Siempre hemos bromeado en casa con que tengo vocación de ama de casa. Bueno, realmente bromean los demás, dado que a mí no me parece cosa baladí. Me apasiona administrar un hogar. Atender las labores domésticas es una de mis más arraigadas aficiones, especialmente todo lo referido a la cocina, y encuentro sosiego en vigilar la economía doméstica al tiempo que limpio los baños y escucho pacientemente las cuitas de mis hijos. Lo que hacían nuestras madres allá por los setenta, vamos. La pena es que lo de ser ama de casa no esté pagado. No tendría inconveniente de lo contrario en calzarme el delantal, ponerme a José Luis Perales en el altavoz bluetooth cantando "¿Y quién es él?" y esgrimir la fregona por toda la casa cual D´Artagnan con su florete en los Campos Elíseos.

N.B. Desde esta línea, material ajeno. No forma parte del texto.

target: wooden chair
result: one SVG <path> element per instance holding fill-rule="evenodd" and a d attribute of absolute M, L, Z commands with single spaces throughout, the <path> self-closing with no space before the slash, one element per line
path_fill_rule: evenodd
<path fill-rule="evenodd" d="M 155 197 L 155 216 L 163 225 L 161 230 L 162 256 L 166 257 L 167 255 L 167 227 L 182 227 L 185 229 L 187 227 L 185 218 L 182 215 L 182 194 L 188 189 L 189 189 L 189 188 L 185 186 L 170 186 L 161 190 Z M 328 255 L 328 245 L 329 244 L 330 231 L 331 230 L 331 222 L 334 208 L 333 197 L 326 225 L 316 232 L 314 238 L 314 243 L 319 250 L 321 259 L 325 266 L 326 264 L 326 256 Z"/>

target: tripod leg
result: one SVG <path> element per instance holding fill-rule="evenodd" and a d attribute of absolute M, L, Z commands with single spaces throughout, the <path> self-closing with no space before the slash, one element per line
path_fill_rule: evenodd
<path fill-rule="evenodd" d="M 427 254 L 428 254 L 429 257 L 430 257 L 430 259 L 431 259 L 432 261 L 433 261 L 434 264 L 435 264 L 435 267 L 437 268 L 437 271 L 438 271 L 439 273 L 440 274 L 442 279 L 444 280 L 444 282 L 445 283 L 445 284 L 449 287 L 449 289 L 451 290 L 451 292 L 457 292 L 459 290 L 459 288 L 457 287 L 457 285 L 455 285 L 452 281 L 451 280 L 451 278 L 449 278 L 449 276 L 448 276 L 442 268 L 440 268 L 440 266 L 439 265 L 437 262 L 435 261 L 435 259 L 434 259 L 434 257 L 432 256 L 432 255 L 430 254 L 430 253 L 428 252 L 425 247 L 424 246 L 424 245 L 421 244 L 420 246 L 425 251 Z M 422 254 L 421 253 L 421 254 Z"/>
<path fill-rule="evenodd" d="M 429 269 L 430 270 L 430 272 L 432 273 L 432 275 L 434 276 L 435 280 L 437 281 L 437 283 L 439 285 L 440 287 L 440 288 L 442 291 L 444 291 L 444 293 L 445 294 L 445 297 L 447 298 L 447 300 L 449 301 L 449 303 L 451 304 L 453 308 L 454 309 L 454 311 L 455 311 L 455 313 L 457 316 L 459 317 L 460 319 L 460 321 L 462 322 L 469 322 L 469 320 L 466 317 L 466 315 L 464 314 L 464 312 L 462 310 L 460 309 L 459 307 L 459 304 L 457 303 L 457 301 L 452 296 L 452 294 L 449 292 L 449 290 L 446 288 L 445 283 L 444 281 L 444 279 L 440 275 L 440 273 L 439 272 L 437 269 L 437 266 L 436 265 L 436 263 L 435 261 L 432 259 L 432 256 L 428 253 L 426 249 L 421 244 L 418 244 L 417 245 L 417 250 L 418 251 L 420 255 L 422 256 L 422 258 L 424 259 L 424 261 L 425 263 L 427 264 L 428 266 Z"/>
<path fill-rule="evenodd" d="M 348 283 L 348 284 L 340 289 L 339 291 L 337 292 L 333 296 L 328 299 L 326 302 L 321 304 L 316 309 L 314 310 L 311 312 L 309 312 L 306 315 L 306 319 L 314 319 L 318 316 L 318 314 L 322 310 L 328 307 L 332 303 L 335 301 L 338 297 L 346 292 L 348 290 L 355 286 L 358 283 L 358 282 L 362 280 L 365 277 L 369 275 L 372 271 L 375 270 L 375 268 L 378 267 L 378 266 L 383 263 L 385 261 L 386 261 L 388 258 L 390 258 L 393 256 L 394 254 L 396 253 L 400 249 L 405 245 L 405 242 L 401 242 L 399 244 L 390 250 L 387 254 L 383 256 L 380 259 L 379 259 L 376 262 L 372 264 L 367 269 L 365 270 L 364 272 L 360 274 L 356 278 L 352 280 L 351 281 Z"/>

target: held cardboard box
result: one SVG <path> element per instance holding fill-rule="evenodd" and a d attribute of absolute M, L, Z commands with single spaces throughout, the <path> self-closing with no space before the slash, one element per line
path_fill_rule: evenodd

Bromas aparte, en este brete ando estos días, escudriñando a la vez en mi interior y en el mercado laboral a la búsqueda de esa oportunidad que me permita rehacer mi vida, sin excesivas ambiciones -ya no es tiempo para ello- pero con el compromiso y la entrega que creo que siempre me ha caracterizado en todas las tareas que he acometido y con la ilusión intacta de poder ser útil a los míos. No va a ser fácil. Mi futuro se volvió incierto desde el día en que la neuralgia postherpética llegó para quedarse a mi lado y así sigue hoy en día, pero tengo la confianza de que en cualquier momento seré capaz de revertirlo. Y si Dios quiere, todos lo veréis.